Monday, April 16, 2007
The Global War On Terror is Dead
We wouldn’t want the terror masters and jihadis think that we took them seriously, now would we?
Maybe what we should do is acknowledge their seriousness of mind and purpose, the danger that they pose, and the reality that our war is with not a single organization or nation, but with those who would use TERRORism as a weapon to gain their political aims. Maybe now, when many are questioning our and our allies’ will to continue the fight, isn’t the best time to try to find gentle euphemisms that won’t offend the wrong people and won’t make the terrorists “feel part of a bigger struggle.”
The terrorists know who they are and what they are; I don’t think we should be worried about anyone’s self-image.
We could call it World War 3, recognizing the global scale of the conflict.
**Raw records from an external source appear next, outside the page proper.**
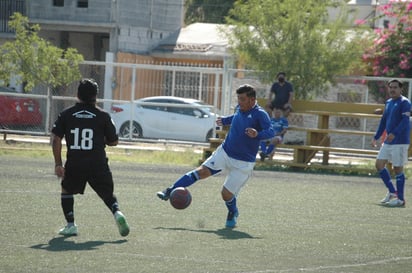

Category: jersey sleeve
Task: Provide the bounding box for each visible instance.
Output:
[52,113,65,138]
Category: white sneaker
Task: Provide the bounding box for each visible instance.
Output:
[381,192,397,204]
[114,210,130,236]
[59,224,77,236]
[385,198,405,207]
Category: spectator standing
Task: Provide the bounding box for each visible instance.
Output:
[259,108,289,161]
[372,79,411,207]
[266,72,293,118]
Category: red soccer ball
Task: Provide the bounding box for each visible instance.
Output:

But, honestly, it isn’t nearly as all-encompassing as that war--our economy and our military might have grown well past those years of national sacrifice and we aren’t seeing anything nearly as bloody, either. Our enemy isn’t as numerous nor nearly as strong. Arguably, the stakes in the long view are similar, though. This is a war of ideologies and cultures that is much more meaningful than just “a small number of loose, shifting and disparate groups who have relatively little in common apart from their identification with others who share their distorted view of the world and their idea of being part of something bigger.”
We could call it the War on Islamic Extremism, which I think would be about right. Terror isn’t only a tool of the Islamic extremists, of course, but those are our enemies, aren’t they? And it is their ideas and their culture that we must vigorously oppose.
Global War on Terror is ungainly (and, perhaps, so is War on Islamic Extremism), but it had the virtue of being honest about the scope and the enemy. I can’t imagine that anyone believes that this will be won by “military means alone"--the use of all forms of our national power will be in play. Economic, “soft” diplomacy, small and large scale military projection, and information dissemination. In fact, I remain convinced that the last will be the most important--convinced that in the war of ideas, our ideas are far more attractive than theirs.
Freedom and liberalism are more desirable than religious dictatorships (at least when the former can be had with political stability and an individual sense of security). In line with Natan Sharansky’s The Case for Democracy, it is our moral duty and pragmatic obligation to support democratic movements around the world both because it is right and because it will help ensure our own future security.
We can call this struggle whatever we want, but let’s not fool ourselves about its ultimate importance or scope. The term “Global War on Terror” doesn’t preclude a use of wide ranging powers to achieve our goals any more than “Cold War” left us unable to use those same powers to defeat the USSR in a similar war of ideologies. Turning to a new name just feels like re-branding.